Mario Ronco, enologo, ha forse il quadro più preciso della situazione, visto che divide i suoi impegni tra aziende del Sud e del Nord: “Irrigazioni? Dipende dalle Regioni. In Piemonte c’è stato molti più caldo che, per esempio in Sicilia, anche se le piante per adesso stanno tenendo bene, visto l’inverno e la primavera molto piovosi che Ci sono stati da quelle parti. In Toscana ci sono state delle violente grandinate che hanno causato pure qualche danno. In Sicilia, non c’è stato il vero caldo. Solo delle grandinate sull’Etna, con qualche danno ai vigneti ai piedi del Vulcano. In Liguria, le aziende sono molto attrezzate per la siccità, e molti hanno un sistema di irrigazione. Il problema è che i terreni, come in Valle d’Aosta per fare un altro esempio, non trattengono l’acqua. In generale io sono contro le irrigazioni. Ma un’irrigazione di soccorso, in casi straordinari e che serva a preservare la pianta ed il raccolto, allora va fatta. Ma, secondo me, la viticoltura di qualità si fa nelle zone dove non si irriga”.


(Matilde Poggi)

Anche sull'Etna il dibattito è molto interessante. Tutti cercano la qualità, le strade percorse, però, possono essere diametralmente opposte. Certo, la qualità del frutto resta il valore condiviso da tutti. Forse, quello che li divide, è una concezione “filosofica” dell’argomento.

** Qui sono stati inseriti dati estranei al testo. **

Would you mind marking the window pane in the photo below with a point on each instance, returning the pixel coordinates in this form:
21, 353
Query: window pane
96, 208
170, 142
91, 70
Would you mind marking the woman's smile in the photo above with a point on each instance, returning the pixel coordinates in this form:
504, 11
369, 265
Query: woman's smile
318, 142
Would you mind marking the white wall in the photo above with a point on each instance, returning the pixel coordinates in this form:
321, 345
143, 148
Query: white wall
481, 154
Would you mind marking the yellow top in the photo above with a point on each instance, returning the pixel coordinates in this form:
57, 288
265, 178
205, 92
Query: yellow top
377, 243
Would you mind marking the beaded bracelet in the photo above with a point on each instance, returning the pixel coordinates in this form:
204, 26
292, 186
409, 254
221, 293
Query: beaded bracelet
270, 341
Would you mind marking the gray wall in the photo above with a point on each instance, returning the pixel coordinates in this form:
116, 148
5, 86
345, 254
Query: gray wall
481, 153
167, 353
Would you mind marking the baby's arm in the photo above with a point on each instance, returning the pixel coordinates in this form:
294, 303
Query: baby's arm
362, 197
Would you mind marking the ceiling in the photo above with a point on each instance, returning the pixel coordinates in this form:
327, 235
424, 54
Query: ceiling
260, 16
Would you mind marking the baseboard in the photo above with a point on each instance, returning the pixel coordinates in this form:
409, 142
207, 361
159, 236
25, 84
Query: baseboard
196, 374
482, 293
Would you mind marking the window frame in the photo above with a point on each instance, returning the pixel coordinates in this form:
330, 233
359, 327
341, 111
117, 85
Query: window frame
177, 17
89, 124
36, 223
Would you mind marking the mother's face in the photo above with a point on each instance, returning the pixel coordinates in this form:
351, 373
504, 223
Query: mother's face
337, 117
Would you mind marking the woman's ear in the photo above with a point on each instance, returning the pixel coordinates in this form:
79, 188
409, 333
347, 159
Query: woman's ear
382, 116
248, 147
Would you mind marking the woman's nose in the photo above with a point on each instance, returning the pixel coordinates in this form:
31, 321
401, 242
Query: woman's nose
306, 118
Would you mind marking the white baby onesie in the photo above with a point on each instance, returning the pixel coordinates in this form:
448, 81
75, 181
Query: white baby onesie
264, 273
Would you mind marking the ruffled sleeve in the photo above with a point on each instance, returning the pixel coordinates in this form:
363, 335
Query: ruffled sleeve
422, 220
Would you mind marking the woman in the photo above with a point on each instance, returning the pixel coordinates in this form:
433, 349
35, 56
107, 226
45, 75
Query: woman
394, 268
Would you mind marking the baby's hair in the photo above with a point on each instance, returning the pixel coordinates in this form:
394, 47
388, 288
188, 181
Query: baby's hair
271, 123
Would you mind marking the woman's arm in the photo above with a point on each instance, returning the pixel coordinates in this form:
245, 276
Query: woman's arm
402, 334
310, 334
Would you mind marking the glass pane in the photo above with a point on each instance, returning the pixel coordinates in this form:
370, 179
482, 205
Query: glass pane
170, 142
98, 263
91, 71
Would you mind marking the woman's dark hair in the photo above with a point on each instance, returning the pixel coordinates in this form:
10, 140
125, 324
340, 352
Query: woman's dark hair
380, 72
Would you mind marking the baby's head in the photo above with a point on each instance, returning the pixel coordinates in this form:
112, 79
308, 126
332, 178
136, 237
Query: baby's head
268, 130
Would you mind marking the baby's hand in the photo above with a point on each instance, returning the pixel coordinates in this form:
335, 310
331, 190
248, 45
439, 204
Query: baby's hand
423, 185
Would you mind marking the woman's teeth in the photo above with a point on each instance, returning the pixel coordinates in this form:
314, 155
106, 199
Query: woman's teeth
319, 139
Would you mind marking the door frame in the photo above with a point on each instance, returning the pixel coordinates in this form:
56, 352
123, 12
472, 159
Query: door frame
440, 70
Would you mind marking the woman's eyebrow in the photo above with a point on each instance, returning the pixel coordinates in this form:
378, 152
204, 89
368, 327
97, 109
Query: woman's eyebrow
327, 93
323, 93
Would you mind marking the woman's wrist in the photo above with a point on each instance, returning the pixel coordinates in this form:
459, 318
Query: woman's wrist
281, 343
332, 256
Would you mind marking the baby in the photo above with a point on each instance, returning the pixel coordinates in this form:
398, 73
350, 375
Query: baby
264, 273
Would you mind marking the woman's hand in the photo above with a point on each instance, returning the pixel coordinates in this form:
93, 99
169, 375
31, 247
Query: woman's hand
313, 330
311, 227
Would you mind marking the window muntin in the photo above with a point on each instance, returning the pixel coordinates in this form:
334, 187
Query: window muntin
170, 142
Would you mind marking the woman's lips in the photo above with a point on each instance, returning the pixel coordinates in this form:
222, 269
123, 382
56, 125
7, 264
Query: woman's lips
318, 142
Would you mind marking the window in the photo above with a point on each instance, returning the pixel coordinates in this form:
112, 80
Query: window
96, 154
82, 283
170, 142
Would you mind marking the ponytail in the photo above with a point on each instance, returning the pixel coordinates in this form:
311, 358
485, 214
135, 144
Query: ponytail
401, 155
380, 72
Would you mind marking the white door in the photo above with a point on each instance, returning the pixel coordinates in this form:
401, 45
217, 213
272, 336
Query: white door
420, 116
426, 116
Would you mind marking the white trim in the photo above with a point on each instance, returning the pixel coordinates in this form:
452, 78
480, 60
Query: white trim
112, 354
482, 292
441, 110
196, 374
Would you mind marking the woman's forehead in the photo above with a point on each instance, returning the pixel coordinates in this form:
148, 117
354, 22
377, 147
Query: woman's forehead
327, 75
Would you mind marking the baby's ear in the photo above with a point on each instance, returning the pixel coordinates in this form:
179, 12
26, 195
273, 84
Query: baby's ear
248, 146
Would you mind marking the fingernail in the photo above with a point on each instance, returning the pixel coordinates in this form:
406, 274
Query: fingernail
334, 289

“Nel rispetto di tre obiettivi, che sono la premessa di tutto, quello della rimuneratività del lavoro del viticoltore, del lavoro dei suoi collaboratori e del rispetto dell’ambiente, ci sono due grandi aspetti da valutare: un lato etico e un lato tecnico – dice Salvo Foti, enologo -. Cui, poi, se ne può aggiungere uno culturale. Il lato etico chiede di rispettare la natura, di evitare lo spreco di risorse importanti e la modificazione nella composizione dei suoli (l’uso di acqua di falda porta comporta una modificazione della composizione dei suoli). La preoccupazione/sospetto è – tra l’altro – che alcune modificazione climatiche in corso possano. Nel caso specifico dell’Etna, un approccio corretto evita la necessità di irrigare, la vite si autogoverna e mette in atto quelle strategie per 
cui troverà nel giro di breve tempo il giusto equilibrio”.

“I cambiamenti climatici in corso hanno toccato anche l’Etna, i microclimi del vulcano non sono più quelli di 50 anni fa – dice l’enologo Vincenzo Bambina -. Tra l’altro, il vulcano non è uniforme, vi sono zone sabbiose con strato sottilissimo dove sotto c’è subito roccia; questo non permette alcun accumulo d’acqua ovvero una condizione tale da potere la pianta instaurare un corretto equilibrio idrico. La situazione va quindi esaminata caso per caso, così come gli interventi di irrigazione. In linea di massima, basta un periodo medio senza precipitazioni che le piante entrano in sofferenza, anche sull’Etna. Il corretto processo di maturazione del frutto viene interrotto, questa è una situazione da evitare assolutamente. Invece, nei primissimi anni di vita di un nuovo vigneto (dove non c’è produzione), conviene senz’altro non irrigare per, stavolta sì, costringere la pianta ad assumere un comportamento corretto di ricerca dell’acqua negli strati più profondi del suolo. L’armonia della pianta e la sanità del frutto sono il valore da salvaguardare a tutti i costi, da questo dipende la produzione di vino di qualità”.